Previous page 13th May 2008

Fitch Ratings says Sub-Saharan Africa's (SSA) investment momentum and positive economic growth trends have improved the regions resilience to external shocks.

The credit rating agency head quartered in New York released the Sub Saharan Africa Sovereign Outlook 2008 special report on Friday. In the report, Fitch highlights better economic management, rising public investment using resources freed up from debt relief, windfall from oil and other commodities, and increased private capital flows as factors driving Africa's growth.

According to the report, investment rates in SSA have risen to 22% of GDP in 2007. This strong growth has resulted in annual GDP per capita at market exchange rates more than doubling since 2002 to just over US,000 in 2007.

Fitch notes that capacity constraints exposed by strong growth has seen African governments move to addressing infrastructure deficits particularly in energy and transport.

Capital expenditure budgets are rising and governments are now looking at new sources of financing such as international bond issuance, tapping domestic bond markets for infrastructure bonds and attracting rising Chinese foreign direct investment (FDI).

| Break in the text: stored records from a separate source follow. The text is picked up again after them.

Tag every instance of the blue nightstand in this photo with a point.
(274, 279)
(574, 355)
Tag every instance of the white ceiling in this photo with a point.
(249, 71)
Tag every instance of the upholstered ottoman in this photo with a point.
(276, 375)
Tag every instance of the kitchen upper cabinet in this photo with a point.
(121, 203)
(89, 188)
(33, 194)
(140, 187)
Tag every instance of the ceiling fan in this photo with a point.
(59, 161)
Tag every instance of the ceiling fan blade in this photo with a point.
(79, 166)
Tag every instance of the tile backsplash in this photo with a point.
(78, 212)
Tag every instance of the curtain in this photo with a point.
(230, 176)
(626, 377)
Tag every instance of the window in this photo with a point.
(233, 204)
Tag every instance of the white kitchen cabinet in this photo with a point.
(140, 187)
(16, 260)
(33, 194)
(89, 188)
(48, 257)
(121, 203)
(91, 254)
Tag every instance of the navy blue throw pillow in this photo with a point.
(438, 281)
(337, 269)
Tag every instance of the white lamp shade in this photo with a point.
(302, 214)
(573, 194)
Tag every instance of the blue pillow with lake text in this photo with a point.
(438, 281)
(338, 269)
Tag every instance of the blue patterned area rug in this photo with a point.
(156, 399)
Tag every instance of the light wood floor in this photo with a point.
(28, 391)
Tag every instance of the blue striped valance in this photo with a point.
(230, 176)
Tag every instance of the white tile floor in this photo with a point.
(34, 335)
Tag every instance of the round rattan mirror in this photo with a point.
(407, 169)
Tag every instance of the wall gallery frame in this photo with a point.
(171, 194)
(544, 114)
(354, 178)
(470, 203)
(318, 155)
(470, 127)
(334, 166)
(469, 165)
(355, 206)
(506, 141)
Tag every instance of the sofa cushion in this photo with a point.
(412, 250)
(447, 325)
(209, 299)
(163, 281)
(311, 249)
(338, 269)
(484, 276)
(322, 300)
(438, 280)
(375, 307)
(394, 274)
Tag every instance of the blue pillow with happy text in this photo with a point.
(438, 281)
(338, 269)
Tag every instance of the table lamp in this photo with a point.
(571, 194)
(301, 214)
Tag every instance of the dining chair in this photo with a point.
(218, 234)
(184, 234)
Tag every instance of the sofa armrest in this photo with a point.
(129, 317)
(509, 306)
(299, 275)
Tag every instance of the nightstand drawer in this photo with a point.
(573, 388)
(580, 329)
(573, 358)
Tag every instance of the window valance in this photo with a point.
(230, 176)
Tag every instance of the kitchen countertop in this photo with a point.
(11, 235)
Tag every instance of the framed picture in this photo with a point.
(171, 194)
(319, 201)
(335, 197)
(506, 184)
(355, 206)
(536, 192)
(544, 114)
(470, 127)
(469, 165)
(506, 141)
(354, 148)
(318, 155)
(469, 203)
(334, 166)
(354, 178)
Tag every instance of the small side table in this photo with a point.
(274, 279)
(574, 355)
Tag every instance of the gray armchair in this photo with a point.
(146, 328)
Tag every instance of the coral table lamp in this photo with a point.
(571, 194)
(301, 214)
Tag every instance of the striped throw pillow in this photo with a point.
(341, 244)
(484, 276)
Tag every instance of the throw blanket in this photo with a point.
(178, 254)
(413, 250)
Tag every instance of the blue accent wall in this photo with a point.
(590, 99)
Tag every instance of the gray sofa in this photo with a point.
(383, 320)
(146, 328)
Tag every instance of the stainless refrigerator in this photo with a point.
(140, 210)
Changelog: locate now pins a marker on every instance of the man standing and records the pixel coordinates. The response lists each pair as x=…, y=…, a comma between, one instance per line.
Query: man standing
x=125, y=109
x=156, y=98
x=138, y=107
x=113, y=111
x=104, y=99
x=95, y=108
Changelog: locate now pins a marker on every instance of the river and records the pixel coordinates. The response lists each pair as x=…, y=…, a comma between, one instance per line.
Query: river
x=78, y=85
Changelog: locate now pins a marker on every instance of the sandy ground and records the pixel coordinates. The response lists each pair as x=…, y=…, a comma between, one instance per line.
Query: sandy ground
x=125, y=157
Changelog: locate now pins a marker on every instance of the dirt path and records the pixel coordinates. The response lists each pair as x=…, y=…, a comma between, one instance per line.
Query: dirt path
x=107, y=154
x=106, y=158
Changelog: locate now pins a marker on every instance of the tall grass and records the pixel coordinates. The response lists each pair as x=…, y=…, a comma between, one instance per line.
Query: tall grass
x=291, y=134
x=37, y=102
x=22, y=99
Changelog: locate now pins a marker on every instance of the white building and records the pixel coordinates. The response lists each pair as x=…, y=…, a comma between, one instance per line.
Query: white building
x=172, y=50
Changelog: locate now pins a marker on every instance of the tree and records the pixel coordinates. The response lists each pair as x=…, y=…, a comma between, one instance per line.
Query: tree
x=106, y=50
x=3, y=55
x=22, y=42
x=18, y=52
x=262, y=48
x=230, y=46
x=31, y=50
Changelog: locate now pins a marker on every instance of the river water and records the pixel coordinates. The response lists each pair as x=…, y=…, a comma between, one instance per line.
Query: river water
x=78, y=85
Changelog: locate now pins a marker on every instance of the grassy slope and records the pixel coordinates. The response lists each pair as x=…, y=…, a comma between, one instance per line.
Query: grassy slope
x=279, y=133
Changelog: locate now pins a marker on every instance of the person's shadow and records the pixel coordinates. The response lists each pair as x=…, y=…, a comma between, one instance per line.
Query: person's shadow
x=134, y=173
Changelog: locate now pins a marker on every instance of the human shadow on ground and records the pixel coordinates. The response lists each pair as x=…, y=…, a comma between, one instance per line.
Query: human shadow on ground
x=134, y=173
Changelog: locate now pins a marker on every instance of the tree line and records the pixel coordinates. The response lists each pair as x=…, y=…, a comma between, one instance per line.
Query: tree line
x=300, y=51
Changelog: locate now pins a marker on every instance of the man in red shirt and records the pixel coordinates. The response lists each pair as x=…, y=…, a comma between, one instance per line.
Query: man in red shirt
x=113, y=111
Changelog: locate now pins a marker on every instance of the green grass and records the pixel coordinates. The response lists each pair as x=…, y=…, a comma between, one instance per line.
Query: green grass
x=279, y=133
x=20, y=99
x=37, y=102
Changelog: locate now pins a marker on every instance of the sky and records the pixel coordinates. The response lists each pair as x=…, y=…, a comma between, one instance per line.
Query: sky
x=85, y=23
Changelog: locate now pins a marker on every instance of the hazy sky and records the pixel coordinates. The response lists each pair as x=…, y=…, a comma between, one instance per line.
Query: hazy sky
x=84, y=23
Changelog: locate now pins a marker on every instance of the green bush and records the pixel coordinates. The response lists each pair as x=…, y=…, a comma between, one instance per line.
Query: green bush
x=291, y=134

This means that there is likely to be an acceleration in infrastructure investment over the medium term notwithstanding capacity and institutional weaknesses.

Fitch adds that sub-Saharan Africa faces a less benign external environment in 2008, with weaker global growth and forecast softer non-oil commodity prices. Monetary policy is also being tightened in response to inflationary pressures from high food and fuel prices. But Fitch expects rising investment will keep the region's growth close to 6% for a fifth year.

In 2007, 15 SSA countries were rated in the agency's long term credit ratings. The Fitch investment ratings scale ranges from AAA (best quality, reliable and stable) to D (non-investment grade, defaults on obligations.)
South Africa was assigned a BBB+ rating with a positive foreign currency outlook, reflecting the country's improved growth performance and potential.

Fitch believes that South Africa's sound macroeconomic framework will provide mitigation against any negative impact on inflation, interest rates and growth resulting from South Africa's vulnerability due to its large current account deficit and dependence on external portfolio financing.

It also assumed no material change in policy regardless of the outcome of the ANC leadership contest which was held in December. Since then external and internal shocks including electricity shortages have resulted in a selloff of equity and fixed income securities and a weakening of the rand.

Nevertheless economic fundamentals in terms of a budget surplus, higher reserves and healthy external and domestic balance sheets remain sound.